« Pour défendre nos droits reproductifs et contre le monopole des labos sur notre système de santé », le collectif IVG révoltée et l’Observatoire pour la transparence dans les politiques du médicament (OTMeds) appellent à un rassemblement ce mercredi 14 juin à Paris, à 18 heures, place Vauban.
Les deux organisations protestent contre l’inaction du gouvernement face à la pénurie en cours de pilules abortives, alors que trois quarts des IVG sont réalisées par ce moyen en France. « Depuis des mois, nous alertons sur des pénuries de pilules abortives, rappelle L’OTMeds. La concentration de la production pharmaceutique fragilise la chaîne d’approvisionnement. Ces pénuries sont une menace pour le droit effectif à l’avortement et doivent faire l’objet d’une réponse urgente et adéquate. »

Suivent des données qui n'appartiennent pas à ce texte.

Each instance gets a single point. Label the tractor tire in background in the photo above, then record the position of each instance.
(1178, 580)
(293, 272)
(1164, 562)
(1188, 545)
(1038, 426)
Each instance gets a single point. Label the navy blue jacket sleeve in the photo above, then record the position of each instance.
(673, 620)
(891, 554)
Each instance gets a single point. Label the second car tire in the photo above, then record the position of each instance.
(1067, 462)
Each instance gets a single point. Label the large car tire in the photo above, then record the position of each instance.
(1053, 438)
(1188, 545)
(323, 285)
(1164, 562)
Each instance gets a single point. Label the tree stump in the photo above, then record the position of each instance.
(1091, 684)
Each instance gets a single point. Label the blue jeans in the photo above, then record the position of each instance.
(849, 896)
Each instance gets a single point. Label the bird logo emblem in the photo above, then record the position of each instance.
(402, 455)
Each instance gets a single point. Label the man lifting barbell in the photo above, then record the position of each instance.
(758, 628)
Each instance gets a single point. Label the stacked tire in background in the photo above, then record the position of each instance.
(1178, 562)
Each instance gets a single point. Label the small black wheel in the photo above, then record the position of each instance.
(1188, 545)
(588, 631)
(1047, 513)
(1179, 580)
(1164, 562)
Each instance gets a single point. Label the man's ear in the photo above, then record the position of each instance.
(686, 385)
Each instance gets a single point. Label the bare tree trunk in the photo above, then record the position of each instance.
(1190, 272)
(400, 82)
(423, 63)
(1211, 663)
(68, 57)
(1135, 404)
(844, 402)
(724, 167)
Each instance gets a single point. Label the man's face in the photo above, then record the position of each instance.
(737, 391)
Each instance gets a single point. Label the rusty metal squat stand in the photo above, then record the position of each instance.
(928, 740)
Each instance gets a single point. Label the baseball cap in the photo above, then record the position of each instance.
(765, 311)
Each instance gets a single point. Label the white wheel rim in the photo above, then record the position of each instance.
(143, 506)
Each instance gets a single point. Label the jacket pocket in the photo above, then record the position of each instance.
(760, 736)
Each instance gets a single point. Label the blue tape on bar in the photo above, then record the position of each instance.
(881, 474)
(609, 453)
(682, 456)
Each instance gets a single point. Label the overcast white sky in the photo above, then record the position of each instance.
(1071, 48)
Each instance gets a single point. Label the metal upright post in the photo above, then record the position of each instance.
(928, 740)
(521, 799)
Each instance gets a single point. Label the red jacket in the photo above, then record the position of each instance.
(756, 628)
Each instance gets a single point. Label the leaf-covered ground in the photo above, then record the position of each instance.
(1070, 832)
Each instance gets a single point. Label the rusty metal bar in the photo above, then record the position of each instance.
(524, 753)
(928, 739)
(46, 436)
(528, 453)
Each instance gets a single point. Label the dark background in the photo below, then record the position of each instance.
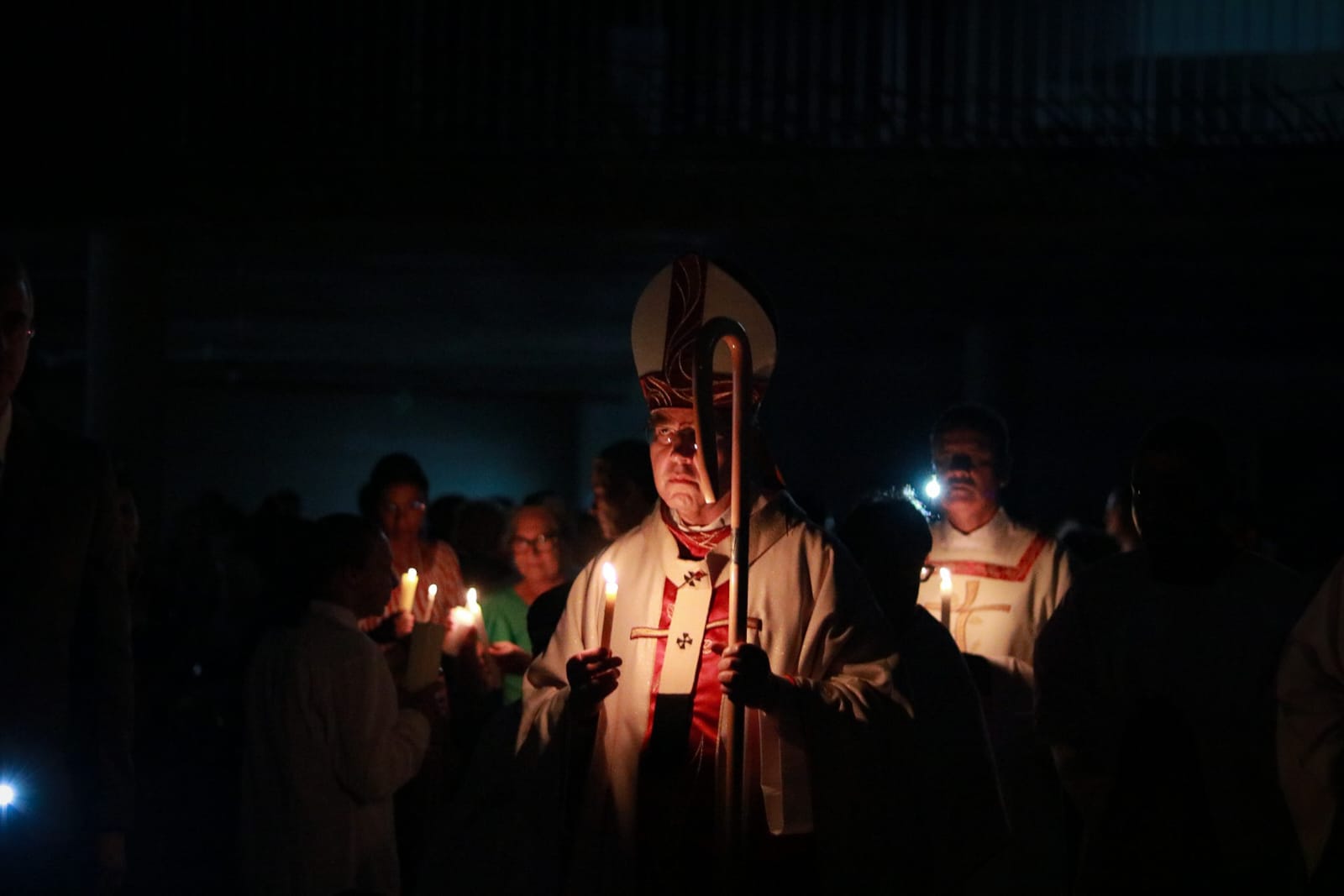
(275, 242)
(272, 242)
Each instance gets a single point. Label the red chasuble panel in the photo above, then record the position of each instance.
(705, 715)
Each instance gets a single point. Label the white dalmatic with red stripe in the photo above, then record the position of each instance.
(1005, 582)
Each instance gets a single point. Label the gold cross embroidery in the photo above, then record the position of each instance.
(968, 610)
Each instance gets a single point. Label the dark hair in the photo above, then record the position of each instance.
(338, 543)
(544, 614)
(1189, 438)
(628, 461)
(884, 524)
(391, 469)
(13, 271)
(978, 418)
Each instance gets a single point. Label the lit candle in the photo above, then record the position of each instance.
(409, 580)
(609, 577)
(477, 618)
(465, 620)
(945, 595)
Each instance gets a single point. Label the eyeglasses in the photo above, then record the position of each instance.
(672, 434)
(541, 543)
(410, 506)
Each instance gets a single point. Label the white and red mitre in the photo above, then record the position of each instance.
(667, 322)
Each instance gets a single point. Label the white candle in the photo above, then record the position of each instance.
(461, 622)
(945, 595)
(409, 580)
(477, 618)
(609, 611)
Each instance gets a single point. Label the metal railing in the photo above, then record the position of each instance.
(385, 82)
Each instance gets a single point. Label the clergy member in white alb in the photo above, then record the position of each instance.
(995, 584)
(1005, 578)
(816, 663)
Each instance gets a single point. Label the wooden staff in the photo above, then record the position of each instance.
(730, 778)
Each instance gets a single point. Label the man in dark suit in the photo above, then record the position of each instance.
(65, 645)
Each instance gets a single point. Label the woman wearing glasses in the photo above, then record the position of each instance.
(396, 499)
(537, 543)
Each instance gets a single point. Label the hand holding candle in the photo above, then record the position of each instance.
(409, 580)
(464, 620)
(609, 611)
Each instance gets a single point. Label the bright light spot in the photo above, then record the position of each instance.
(932, 488)
(909, 495)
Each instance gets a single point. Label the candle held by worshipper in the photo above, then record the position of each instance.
(410, 579)
(609, 611)
(464, 620)
(945, 597)
(477, 618)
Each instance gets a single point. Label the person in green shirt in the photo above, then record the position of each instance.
(537, 543)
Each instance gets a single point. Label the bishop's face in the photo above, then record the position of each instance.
(967, 469)
(672, 452)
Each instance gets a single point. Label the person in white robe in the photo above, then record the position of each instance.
(326, 741)
(638, 723)
(995, 584)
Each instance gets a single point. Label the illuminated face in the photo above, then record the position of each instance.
(15, 336)
(964, 463)
(537, 544)
(672, 452)
(402, 511)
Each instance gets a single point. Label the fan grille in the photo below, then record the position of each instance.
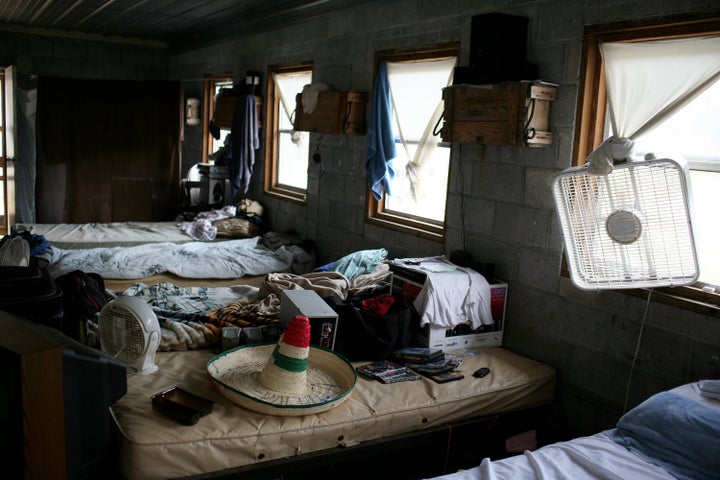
(629, 229)
(122, 336)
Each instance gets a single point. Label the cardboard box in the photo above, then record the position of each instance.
(341, 112)
(462, 336)
(510, 113)
(323, 319)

Depuis janvier 2023, le misoprostol, principe actif utilisé dans les IVG médicamenteuses, est signalé comme « en tension d’approvisionnement ». L’Observatoire de la transparence dans les politiques du médicament avait déjà alerté en avril sur une pénurie en cours dans le Nord et en Île-de-France (lire cet article de Mediapart).
Une entrave au droit à l’avortement
Mais les problèmes datent déjà de 2020. Le Haut Conseil à l’égalité hommes-femmes alertait déjà il y a trois ans sur les problèmes de disponibilités de plusieurs contraceptifs et des deux médicaments utilisés pour des avortements médicamenteux, dont le misoprostol.
« Une fois encore, les alertes des acteurs de terrain, associations luttant pour le droit à l’IVG, médecins libéraux et sages-femmes ont été ignorées, au risque de laisser des personnes dans des situations dramatiques », dénonçait l’OTMeds au printemps.
« Le ministre de la Santé François Braun n’a eu de cesse de minimiser la réalité de ces pénuries et refuse de répondre à la demande d’une production locale au moins en partie publique,…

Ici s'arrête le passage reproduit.